Yoon v. Jones Truck Line Jury Verdict: $383,915.00 for occupants of the automobile AUTOMOBILE/TRUCK COLLISION In January 1982, Miss Yoon and her boyfriend were driving at 3:00 a.m. during a sleet storm on I-55 twenty miles south of Joliet. The roadway was passable only in two tire ruts in the right hand lane. As her boyfriend attempted to pass a truck using the left hand lane covered with sleet, he lost control of the car and struck the left guard rail of the Mason River Bridge and spun back into the road. The truck driver claimed that the car passed him at 70 m.p.h. and that just before the collision, the car backed up, swerving to face the truck and blinded the truck driver with its bright lights on, just before accelerating the car into the truck drivers path. Although it was clear from the skid marks in the sleet shown in the Illinois State Police photographs that the automobile had lost control in the ice while passing, it was also apparent from those same photographs that the truck driver was less than candid when he claimed that he was blinded by the bright lights of the automobile. The headlights of the car were seen in the photographs at the initial impact with the guardrail, and therefore, were not on the car at the time of the collision to blind the truck driver or otherwise light up the road. The verdict in the Yoon case included a $151,455.00 award for the Yoon family and was one of the first verdicts in Illinois using as its primary basis for recovery the new component for wrongful death of loss of society following, what was at that time, the new precedent of Prendergast v. Cox, 470 N.E.2d 34. Prior to this, a recovery for the wrongful death of a child required a showing of economic loss in terms of loss of future contribution to the parents, an illogical damage premise.
Estate of Arvid Malmquist v.

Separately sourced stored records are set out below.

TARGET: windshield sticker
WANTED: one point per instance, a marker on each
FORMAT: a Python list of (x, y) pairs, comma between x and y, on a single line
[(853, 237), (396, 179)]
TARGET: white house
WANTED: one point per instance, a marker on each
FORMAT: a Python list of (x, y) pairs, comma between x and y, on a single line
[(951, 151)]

Village of Lincolnwood Jury Verdict: $238,990.00 BUSH OBSTRUCTION The decedent's wife broadsided another vehicle at an uncontrolled intersection, and the collision caused her husband's head to hit the dashboard. Under Illinois law at that time, if the beneficiary (the wife) was contributorily negligent, that negligence acted as a total bar to recovery in a wrongful death case. The Village's insurance company offered zero dollars to settle, but the jury found that the Village's failure to maintain bushes at the intersection precluded her from observing the other vehicle passing through the intersection, and they returned a verdict on her behalf. The verdict (preceded by Yoon case that was tried in 1986) was one of the first verdicts in Illinois where the majority component for wrongful death was loss of society following the new precedent of Prendergast v. Cox, 470 N.E.2d 34.